16 – Primeira Directiva 89/104/CEE do Conselho, de 21 de Dezembro de 1988, que harmoniza as legislações dos Estados‑Membros em matéria de marcas (JO 1989, L 40, p. 1).
17 – Acórdão de 20 de Março de 2003, LTJ Diffusion (C‑291/00, Colect., p. I‑2799, n.° 53).
18 – Acórdão Postkantoor, já referido na nota 12 supra, n.° 100.
19 – Já referido na nota 9 supra.
20 – C‑326/01 P, ainda não publicado na Colectânea.
21 – C‑150/02 P, ainda não publicado na Colectânea.
22 – V. n.° 10 supra.
23 – Já referido na nota 11 supra.
24 – Acórdãos do Tribunal de Primeira Instância de 31 de Janeiro de 2001, Taurus‑Film/IHMI, «Cine Action» (T‑135/99, Colect., p.

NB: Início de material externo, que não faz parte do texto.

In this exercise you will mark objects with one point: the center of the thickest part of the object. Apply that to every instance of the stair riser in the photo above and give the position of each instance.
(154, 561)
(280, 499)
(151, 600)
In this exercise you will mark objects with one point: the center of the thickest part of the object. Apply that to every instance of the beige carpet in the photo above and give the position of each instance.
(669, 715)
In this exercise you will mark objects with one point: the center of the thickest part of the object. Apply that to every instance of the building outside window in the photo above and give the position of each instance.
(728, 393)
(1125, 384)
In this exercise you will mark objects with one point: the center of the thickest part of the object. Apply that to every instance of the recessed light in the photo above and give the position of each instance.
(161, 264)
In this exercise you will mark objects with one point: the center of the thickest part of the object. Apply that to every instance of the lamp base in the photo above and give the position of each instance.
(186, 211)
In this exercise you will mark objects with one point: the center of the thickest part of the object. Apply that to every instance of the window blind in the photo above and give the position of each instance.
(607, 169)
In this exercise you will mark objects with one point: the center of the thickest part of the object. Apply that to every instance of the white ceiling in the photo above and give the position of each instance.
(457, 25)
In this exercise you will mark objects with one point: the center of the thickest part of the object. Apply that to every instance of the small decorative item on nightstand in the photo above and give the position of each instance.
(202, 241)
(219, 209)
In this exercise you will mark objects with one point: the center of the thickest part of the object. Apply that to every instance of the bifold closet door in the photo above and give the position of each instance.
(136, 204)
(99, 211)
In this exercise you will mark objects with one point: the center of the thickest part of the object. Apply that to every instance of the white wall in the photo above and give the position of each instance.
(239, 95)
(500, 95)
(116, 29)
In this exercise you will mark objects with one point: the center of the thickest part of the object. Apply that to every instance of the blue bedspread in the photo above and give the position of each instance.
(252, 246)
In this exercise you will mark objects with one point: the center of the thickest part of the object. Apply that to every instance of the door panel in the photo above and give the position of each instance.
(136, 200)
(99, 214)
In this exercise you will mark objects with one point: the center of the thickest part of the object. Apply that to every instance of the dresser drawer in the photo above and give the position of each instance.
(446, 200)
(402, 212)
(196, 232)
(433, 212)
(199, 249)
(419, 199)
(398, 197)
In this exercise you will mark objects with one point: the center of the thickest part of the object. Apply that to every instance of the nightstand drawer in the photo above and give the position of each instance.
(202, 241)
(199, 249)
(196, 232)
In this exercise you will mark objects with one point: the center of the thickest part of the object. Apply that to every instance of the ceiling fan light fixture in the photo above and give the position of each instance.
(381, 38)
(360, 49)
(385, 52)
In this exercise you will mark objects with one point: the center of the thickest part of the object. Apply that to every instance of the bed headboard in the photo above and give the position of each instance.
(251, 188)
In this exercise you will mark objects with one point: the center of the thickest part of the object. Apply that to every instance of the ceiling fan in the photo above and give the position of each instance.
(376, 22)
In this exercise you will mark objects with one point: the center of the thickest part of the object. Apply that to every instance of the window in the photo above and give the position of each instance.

II‑379, n.° 27), e de 31 de Janeiro de 2001, Mitsubishi HiTec Paper Bielefeld/IHMI, «Giroform» (T‑331/99, Colect., p. II‑433, n.° 24).
25 – T‑138/00, Colect., p. II‑3739, n.° 46.
26 – C‑210/96, Colect., p. I‑4657.
27 – .Ibidem, n.° 31.
28 – V. acórdãos de 28 de Janeiro de 1999, Sektkellerei Kessler (C‑303/97, Colect., p. I‑513, n.° 36); de 13 de Janeiro de 2000, Estée Lauder (C‑220/98, Colect., p. I‑117, n.° 27), e de 21 de Junho de 2001, Comissão/Irlanda (C‑30/99, Colect., p. I‑4619, n.° 32).
29 – V. acórdão de 22 de Junho de 1999, Lloyd Schuhfabrik (C‑342/97, Colect., p. I‑3819, n.° 26).
30 – Acórdão de 18 de Junho de 2002, Philips (C‑299/99, Colect., p. I‑5475, n.° 63).
31 – V. conclusões de 16 de Setembro de 1999 do advogado‑geral N. Fennelly no processo que deu origem ao acórdão Estée Lauder, já referido na nota 28 supra, n.° 29.
32 – Como fez o Tribunal de Primeira Instância no acórdão Giroform, já referido na nota 24, supra.